Bu da döviz kurlarındaki artışın fiyatlama davranışlarında yarattığı bozulmanın sanılandan da vahim olduğunu gösteriyor. Fiyatlama davranışlarındaki bozulma enflasyonun genele yayılmasına neden oluyor. Nitekim haziran ayında TÜFE'deki 12 temel harcama grubundan dokuzunda fiyat artışlarının hem geçen yılın aynı ayındaki seviyesini hem de mevsim normallerini çok aştığı görülüyor.
Yıllık tüketici enflasyonu daha mart ayında yüzde 10,23 düzeyindeydi. Son kur artışı enflasyona öyle bir darbe vurdu ki yıllık tüketici enflasyonu üç ayda yüzde 50 yükseldi. Bu yükseliş nisan ayında 0,61 puanla başlamıştı.
Mayıs ayındaki yükseliş 1,30 puan olurken, haziran ayındaki yükseliş ise 3,24 puanı buldu. Böylece yıllık tüketici enflasyonu 2003=100 bazlı endeksin tarihindeki en yüksek seviyeyi gördü.
Yıllık tüketici enflasyonunun bundan önceki en yüksek seviyesi ise 1994=100 bazlı endekse göre ölçülmüş olan Aralık 2003'teki yüzde 18,4'tü. Yani son yükselişle enflasyonda 15 yıl öncesine geri dönmüş olduk.

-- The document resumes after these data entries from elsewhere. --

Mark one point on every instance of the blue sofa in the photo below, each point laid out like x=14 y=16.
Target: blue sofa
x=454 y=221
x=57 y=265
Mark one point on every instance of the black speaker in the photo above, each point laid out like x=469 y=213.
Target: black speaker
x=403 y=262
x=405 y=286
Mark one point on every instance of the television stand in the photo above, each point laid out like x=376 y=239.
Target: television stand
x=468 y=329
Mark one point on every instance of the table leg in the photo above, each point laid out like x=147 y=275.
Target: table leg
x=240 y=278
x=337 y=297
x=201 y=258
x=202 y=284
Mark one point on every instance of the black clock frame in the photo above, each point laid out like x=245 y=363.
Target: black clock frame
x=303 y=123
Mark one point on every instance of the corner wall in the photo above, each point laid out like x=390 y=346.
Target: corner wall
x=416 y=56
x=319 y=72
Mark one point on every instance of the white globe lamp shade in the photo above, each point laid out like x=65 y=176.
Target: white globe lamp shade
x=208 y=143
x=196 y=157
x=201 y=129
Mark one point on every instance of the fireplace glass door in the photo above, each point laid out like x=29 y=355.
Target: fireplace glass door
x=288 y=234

İşin kötüsü, enflasyondaki yükseliş önümüzdeki aylarda da sürecek gibi görünüyor. İşler böyle gitmeye devam ederse yıllık tüketici enflasyonu birkaç ay içinde yüzde 17'yi bulabilir. 2018 yılını da bu civarlarda bir yerlerde kapatabilir.
Üstelik, önümüzdeki aylarda kötüye gidişin durması ve aylık enflasyon oranlarının hep mevsim normalleri dolayında çıkması bile fazla bir iyileştirme getirmiyor. Yaptığımız hesaplar, böyle bir durumda dahi 2018 yılının yüzde 14 dolayı gibi yüksek bir tüketici enflasyonuyla kapanacağını gösteriyor.
İŞ İŞTEN GEÇTİ Mİ?
Açıkçası, son yıllarda enflasyonla mücadelede öyle bir boşvermişlik durumu vardı ki bir gün işlerin bu noktaya geleceği belliydi. Yüzde 5'lik hedefi zaten çoktan unutan Merkez Bankası, son dönemde enflasyonun çift haneye yükselmesine bile tepki vermemeye başlamıştı.
Bu köşenin sürekli okurları, bu nedenle son dönemde sık sık enflasyonda ipin ucunun elden kaçması tehlikesine dikkat çektiğimizi bilir. Maalesef şimdi bu tehlike gerçekleşiyor gibi görünüyor.
Enflasyonu buradan yeniden tek haneye düşürmek de pek kolay olmayacağa benziyor. Bunun için ya çok ciddi bir resesyon yaşanması ya da artık para politikasının tavizsiz bir şekilde uygulanması gerekiyor.